Le vrai sujet de Derrière les arbres et des Seigneurs de la nuit est
le temps. Ce qui n'est pas étonnant quand on connaît la langue arabe qui a plus facilement recours, dans la vie de tous les jours, à la durée qu'au métrage pour exprimer les distances. Le temps est une façon d'être au monde consubstantielle à la culture arabe. Mais là où l'Egyptien Mohammed El-Bisatie l'accélère, le réduit en miettes, le Syrien Salim Barakat l'étire, le malaxe, l'étale comme une pâte infinie.
Derrière les arbres est le deuxième roman traduit en français de Mohammed El-Bisatie. La Clameur du lac avait révélé son style plein d'ellipses, qui fait de lui l'un des auteurs contemporains les plus respectés. Ainsi, la construction de Derrière les arbres, en flash-back imbriqués comme des poupées russes, donne à son court récit la dimension d'une tragédie grecque. C'est l'histoire d'un fait divers, d'un adultère à peine esquissé, d'une vengeance qui ne peut pas aboutir. Mohammed El-Bisatie fait le portrait d'une Bovary du delta du Nil qui soudain s'éveille à l'amour: «Elle se complaît à l'engouement du garçon. C'est une chose suave et délicate, qui s'épanouit.»

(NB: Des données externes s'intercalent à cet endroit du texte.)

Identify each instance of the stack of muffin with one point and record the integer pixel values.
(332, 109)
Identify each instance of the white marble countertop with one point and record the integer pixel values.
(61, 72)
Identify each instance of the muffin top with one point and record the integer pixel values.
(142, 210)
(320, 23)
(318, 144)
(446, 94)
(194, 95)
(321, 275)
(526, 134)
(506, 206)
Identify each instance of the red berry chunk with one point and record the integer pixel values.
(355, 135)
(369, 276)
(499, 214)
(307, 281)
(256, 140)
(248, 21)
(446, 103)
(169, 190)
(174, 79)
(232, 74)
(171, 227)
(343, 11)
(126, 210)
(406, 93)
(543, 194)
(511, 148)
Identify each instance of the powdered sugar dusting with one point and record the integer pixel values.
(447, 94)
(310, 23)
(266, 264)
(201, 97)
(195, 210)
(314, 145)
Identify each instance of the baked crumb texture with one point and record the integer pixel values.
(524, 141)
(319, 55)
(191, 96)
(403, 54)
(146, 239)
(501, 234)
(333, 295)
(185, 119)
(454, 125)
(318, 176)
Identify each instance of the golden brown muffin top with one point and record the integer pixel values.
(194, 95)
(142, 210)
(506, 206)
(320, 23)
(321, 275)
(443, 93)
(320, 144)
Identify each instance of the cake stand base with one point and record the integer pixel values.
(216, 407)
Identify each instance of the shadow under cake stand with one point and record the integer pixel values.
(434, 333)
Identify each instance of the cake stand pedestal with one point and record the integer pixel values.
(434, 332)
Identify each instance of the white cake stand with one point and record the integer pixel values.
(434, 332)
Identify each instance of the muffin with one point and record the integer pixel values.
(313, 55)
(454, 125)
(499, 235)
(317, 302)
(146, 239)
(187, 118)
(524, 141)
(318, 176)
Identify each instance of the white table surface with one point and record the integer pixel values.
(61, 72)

L'auteur évoque aussi en toile de fond l'exode des habitants de la zone du canal, après la défaite face à Israël en 1967: ces réfugiés de l'intérieur, symboles d'un désastre qu'on veut oublier, se sont intallés là où ils ont pu, écoles, hôpitaux, mosquées" jusqu'aux mausolées de l'immense cimetière du Caire qu'ils ont squattés en masse.